An investigation headed up by Assistant U.S. Attorney Christopher Alberto, coupled with a series of articles by Banker & Tradesman that began in 1997, detailed how Kaan was equipped with a cell phone, camera and multiple rolls of film to visit properties in Massachusetts and provide information to Lilly via telephone and overnight delivery. Lilly made more than 10,000 phone calls from prison in one 10-month period, including some 3,000 to Kaan. Lilly allegedly employed additional straws to purchase some assets, including the sale of several defunct condominium units in Amesbury.

Regardless of the available technology and compliant helpers, Lilly could not have built the Bay Communities real estate empire from jail, argued Roiff. “How could he be the one making the decisions from 1,000 miles away?'” he asked. “It’s silly.”

Roiff recalled visiting Kaan in South Boston in the mid-1990s when she was painting a condominium unit Bay Communities had recently acquired. “I know I wouldn’t be in coveralls painting those units if they weren’t mine,” said Roiff, who is renowned for employing sweat equity on his own projects. At the time, Roiff said, Kaan was driving a decrepit automobile and caring for the children she had by her jailed boyfriend. Somehow, Roiff marveled, Kaan pooled her scant resources to launch a firm now active throughout the Sunshine State.

Alberto noted that Kaan could not even name companies she had founded when deposed by the government, even though the entities had been formed just a few months before the interview. Kaan could only acquire the properties through financial assistance from Kline and other Lilly cohorts, opined Alberto, insisting the government’s scenario for the company’s growth is accurate.

“The United States would not bring a complaint unless it was convinced of the allegations in the complaint, unless it was convinced that Bill Lilly was the prime moving force behind Bay Communities and Valerie Kaan was merely a straw through which he works,” said Alberto. “It’s as simple as that.”

If Kaan were not complicit, Alberto asked, why would she pay back more than $5 million owed by Lilly? Roiff maintained that Kaan’s decision was not an admission of guilt, however, but because the case “was disrupting her business.”

“It was more financially expeditious for her to dispose of the situation than to have it litigated,” said Roiff, claiming “they were concerned of being convicted of being successful.”

Alberto scoffed at Roiff’s conclusion. “It’s not $100,000 or $500,000,” he said. “Its $5 million – that’s a lot to pay to make yourself feel comfortable.” Alberto also cited Lilly’s coaching of Kaan outlined in more than 1,100 pages of transcripts from Allenwood’s phone system, conservations in which he would often tell Kaan who to pay on a project, how to arrange for contractors and vendors and other specific details related to the real estate endeavors.

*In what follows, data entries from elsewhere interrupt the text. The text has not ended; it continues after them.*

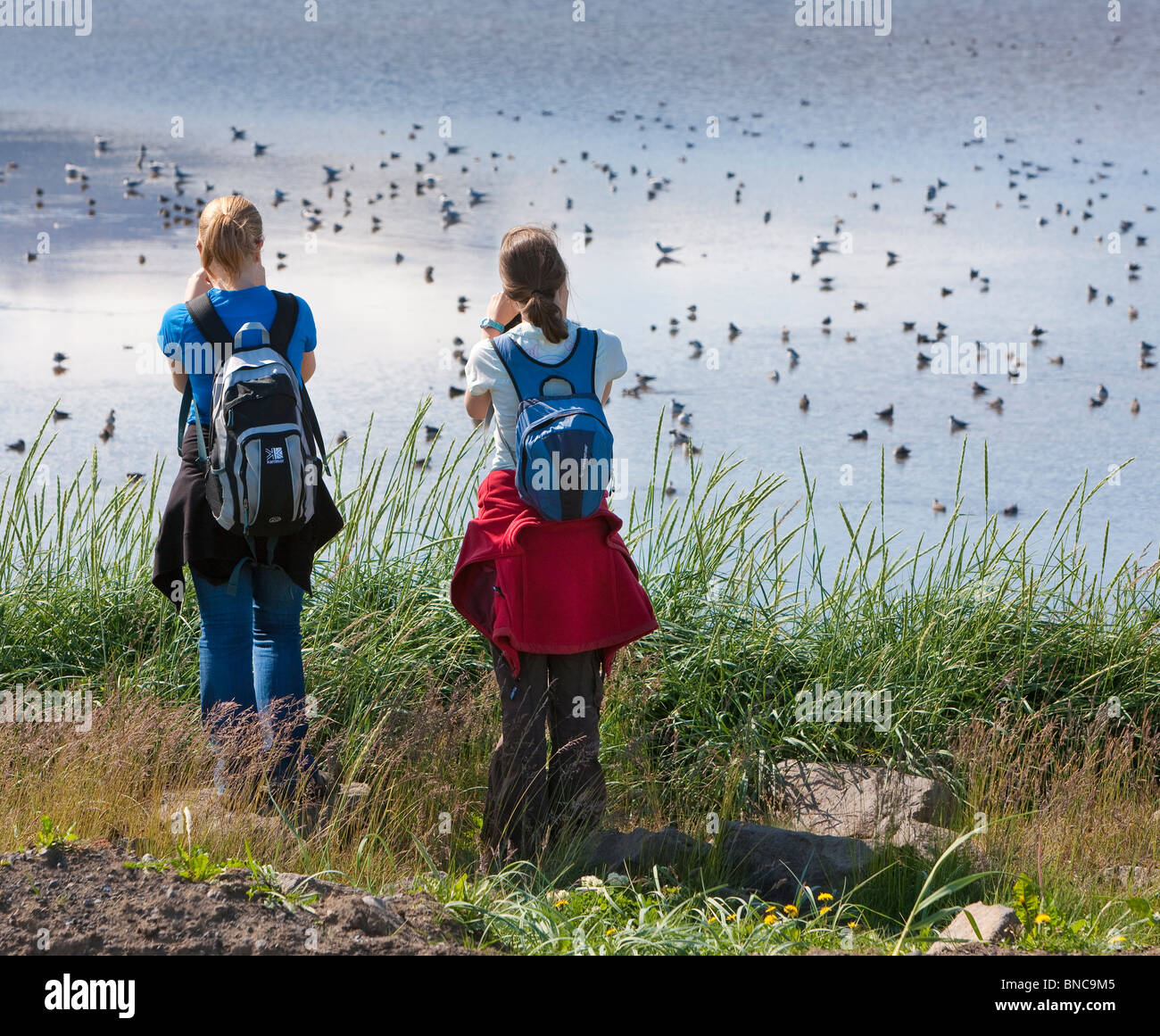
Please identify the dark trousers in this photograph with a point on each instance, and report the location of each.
(529, 793)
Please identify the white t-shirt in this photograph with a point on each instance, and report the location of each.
(485, 372)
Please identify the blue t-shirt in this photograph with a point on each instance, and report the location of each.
(236, 309)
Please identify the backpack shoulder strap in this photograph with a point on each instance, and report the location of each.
(286, 319)
(517, 364)
(208, 321)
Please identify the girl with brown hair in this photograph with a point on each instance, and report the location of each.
(556, 599)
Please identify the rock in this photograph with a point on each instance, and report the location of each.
(927, 838)
(769, 858)
(866, 802)
(641, 850)
(996, 923)
(1130, 876)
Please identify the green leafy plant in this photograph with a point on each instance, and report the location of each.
(50, 835)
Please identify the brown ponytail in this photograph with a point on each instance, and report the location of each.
(228, 231)
(533, 273)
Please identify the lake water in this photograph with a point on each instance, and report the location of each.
(639, 88)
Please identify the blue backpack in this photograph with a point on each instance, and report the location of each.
(564, 447)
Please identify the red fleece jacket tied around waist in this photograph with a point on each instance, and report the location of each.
(548, 587)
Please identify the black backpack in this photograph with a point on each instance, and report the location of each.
(261, 467)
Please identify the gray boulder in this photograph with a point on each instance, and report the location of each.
(996, 924)
(865, 802)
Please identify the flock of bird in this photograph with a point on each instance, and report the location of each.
(425, 172)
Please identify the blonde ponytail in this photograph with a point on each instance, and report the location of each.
(230, 231)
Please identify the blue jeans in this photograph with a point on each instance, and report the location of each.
(251, 656)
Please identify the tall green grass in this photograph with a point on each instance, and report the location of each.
(994, 645)
(950, 630)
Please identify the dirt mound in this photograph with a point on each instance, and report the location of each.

But if Lilly served as “a mentor” to Kaan, that is not untoward, according to Roiff. “If Arnold Palmer tells Tiger Woods how to swing the golf club, who swings it, Arnold Palmer or Tiger Woods?” he asked.

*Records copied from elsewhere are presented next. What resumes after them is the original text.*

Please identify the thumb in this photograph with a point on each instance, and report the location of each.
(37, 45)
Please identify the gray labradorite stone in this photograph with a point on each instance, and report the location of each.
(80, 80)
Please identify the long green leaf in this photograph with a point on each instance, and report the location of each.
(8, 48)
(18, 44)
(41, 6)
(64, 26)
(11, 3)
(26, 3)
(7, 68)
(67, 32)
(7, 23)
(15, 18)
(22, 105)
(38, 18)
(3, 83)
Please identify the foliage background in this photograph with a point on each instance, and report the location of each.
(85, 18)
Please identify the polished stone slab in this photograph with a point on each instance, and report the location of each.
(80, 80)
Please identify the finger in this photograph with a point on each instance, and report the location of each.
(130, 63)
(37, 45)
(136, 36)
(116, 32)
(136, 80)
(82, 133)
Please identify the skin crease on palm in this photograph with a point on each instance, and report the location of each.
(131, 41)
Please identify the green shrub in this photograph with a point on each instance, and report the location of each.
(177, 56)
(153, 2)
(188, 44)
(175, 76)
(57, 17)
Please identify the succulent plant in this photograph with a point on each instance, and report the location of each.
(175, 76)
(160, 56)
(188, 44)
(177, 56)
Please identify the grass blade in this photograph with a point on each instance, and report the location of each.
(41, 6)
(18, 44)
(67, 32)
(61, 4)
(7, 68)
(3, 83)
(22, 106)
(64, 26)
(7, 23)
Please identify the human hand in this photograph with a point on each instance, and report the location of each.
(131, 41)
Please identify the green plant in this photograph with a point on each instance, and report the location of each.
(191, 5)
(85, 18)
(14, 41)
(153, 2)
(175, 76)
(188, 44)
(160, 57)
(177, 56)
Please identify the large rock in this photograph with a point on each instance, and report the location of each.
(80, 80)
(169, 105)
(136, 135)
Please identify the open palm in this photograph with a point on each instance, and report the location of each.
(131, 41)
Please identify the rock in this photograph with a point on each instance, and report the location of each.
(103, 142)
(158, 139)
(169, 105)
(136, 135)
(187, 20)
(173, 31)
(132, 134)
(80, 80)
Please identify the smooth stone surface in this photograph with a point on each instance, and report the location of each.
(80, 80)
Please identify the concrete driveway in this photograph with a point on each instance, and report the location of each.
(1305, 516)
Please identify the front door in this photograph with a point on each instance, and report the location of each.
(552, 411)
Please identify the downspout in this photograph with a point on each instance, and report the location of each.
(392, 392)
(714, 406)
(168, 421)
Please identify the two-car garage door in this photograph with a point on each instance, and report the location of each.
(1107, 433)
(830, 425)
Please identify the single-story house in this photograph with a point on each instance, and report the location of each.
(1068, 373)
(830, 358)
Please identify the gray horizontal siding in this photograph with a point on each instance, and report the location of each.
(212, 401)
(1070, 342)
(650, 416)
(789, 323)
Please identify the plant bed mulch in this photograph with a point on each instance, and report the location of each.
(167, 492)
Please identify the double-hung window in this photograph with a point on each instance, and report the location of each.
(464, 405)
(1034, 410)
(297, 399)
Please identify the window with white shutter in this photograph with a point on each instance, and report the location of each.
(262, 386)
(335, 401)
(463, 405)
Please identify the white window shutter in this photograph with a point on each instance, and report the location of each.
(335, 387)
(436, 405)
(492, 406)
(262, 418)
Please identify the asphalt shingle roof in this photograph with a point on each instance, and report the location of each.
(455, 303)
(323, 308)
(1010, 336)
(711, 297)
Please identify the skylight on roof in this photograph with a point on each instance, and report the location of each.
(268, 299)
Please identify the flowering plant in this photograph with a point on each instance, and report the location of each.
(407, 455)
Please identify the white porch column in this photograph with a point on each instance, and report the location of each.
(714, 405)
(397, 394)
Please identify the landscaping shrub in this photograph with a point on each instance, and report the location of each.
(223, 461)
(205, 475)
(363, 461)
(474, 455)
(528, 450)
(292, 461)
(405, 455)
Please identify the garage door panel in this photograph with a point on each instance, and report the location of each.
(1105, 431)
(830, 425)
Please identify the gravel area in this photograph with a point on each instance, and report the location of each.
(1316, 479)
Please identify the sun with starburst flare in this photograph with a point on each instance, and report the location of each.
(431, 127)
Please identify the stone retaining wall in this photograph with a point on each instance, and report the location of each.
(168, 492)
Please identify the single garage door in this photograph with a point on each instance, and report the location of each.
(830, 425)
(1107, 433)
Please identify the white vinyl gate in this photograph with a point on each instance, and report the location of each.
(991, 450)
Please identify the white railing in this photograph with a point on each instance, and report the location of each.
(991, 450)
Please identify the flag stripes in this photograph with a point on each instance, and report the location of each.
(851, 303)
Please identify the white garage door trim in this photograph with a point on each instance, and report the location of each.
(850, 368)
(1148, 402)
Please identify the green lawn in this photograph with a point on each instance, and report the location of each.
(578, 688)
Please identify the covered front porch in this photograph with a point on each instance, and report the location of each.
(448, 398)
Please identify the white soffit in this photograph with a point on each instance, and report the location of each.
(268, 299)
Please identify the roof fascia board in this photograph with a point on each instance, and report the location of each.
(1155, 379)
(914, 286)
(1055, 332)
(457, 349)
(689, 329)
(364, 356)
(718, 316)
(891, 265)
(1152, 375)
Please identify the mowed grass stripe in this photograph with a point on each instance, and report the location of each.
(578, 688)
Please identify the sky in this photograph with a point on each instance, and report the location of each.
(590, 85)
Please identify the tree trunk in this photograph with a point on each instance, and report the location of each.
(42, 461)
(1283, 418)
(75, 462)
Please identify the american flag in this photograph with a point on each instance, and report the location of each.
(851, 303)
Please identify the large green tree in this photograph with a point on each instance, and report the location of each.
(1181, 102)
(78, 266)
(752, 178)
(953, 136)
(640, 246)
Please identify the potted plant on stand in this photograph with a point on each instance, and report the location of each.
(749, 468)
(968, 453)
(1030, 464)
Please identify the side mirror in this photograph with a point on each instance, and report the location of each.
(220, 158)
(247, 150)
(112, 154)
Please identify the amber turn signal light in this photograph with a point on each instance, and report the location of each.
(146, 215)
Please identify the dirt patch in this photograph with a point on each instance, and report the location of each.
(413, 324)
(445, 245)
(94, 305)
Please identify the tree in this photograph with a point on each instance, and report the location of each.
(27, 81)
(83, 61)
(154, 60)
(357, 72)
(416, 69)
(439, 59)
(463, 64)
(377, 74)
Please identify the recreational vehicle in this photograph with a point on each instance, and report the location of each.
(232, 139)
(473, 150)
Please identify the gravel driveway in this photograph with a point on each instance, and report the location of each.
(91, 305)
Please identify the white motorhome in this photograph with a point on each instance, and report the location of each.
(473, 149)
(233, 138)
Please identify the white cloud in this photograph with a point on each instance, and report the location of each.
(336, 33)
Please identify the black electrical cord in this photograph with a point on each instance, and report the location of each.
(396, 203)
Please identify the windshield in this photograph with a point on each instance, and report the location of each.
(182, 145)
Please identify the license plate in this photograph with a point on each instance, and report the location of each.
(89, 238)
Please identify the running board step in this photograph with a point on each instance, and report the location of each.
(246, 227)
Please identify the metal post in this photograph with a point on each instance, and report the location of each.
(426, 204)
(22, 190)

Roiff said he has been so impressed with Kaan’s rebound in the past decade that he has suggested to his son, Harvard thespian Michael Roiff, that it would make a good movie plot. The younger Roiff has not warmed to the suggestion, said his father, who nonetheless believes in the material.

“It is a real rags-to-riches story,” claimed Roiff. It is also a love story, he offered, maintaining there is little chance Kaan would ever turn on her aging beau, who has a history of womanizing and heavy gambling. “Those two adore each other,” Roiff said. “I don’t know what they would do without each other.”

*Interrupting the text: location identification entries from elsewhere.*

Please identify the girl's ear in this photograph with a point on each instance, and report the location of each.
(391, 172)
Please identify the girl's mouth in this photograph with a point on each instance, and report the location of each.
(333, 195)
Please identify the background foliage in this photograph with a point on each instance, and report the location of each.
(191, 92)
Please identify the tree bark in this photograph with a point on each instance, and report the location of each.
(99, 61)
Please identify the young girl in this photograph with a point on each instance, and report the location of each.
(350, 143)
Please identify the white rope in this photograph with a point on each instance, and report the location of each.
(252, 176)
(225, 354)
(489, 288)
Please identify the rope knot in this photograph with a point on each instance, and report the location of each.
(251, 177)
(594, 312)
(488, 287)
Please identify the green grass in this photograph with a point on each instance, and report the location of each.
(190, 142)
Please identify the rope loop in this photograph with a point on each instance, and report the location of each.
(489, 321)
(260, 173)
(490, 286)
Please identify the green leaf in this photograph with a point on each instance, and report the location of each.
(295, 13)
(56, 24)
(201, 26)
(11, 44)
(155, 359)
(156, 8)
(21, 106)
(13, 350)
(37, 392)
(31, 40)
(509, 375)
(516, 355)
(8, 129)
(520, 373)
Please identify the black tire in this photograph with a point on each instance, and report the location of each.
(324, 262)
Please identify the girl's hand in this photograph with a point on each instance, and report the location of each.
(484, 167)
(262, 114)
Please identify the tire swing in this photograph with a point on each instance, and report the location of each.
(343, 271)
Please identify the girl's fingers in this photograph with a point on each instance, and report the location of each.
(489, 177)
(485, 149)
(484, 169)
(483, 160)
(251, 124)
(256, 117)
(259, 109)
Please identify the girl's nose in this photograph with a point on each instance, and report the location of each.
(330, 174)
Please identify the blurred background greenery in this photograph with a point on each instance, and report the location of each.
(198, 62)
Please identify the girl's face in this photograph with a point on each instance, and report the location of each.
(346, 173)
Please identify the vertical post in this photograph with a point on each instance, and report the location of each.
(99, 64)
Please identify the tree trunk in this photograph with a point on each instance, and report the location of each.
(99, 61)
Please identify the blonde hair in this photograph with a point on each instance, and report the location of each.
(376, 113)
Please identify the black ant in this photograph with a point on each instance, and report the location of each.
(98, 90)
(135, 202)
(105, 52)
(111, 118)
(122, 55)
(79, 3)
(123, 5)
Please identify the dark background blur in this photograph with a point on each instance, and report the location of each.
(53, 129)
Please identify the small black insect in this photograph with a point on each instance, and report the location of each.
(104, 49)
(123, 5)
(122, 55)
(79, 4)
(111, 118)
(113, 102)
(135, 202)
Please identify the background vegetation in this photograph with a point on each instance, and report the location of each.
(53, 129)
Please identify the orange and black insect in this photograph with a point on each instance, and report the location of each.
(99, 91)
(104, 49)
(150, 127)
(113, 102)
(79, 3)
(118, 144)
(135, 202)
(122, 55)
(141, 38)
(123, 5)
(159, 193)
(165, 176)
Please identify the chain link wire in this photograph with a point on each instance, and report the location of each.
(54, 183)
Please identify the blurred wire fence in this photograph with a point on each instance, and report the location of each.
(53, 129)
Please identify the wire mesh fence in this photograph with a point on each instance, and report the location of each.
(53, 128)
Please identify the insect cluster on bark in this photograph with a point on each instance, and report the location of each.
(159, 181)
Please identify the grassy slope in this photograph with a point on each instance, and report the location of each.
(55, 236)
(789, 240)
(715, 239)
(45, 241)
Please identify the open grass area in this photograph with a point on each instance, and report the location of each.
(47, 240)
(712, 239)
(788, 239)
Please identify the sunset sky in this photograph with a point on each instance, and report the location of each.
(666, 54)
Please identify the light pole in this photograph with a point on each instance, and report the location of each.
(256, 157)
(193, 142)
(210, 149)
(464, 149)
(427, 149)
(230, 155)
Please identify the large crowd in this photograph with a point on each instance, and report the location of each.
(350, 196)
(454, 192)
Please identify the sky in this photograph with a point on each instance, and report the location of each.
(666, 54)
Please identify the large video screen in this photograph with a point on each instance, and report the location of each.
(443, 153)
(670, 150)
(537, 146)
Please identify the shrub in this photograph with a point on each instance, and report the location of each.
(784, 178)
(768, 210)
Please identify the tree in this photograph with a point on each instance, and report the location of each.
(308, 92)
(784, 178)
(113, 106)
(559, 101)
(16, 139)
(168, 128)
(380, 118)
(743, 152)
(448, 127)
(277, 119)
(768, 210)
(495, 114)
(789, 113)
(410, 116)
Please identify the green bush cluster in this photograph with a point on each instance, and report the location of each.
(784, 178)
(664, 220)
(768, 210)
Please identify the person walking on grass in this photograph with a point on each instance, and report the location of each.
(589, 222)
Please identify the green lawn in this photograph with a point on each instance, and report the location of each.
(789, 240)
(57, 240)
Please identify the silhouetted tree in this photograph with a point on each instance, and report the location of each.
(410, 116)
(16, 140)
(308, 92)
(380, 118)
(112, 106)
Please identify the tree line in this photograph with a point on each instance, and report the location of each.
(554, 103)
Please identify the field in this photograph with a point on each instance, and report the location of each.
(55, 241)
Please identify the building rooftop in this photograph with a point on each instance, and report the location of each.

Roiff also dismissed earlier Banker & Tradesman articles about Kaan’s regular practice of acquiring condominium units or parcels that her companies already own, then flipping the assets to a third party. While many have questioned that practice, and other sources claim state of Florida officials are reviewing some of those transactions, Roiff said he is not concerned.

“She goes out of her way to fully disclose everything,” he said of Kaan, adding. “If I thought that there were any improprieties, there’s not a chance I would do business with them.”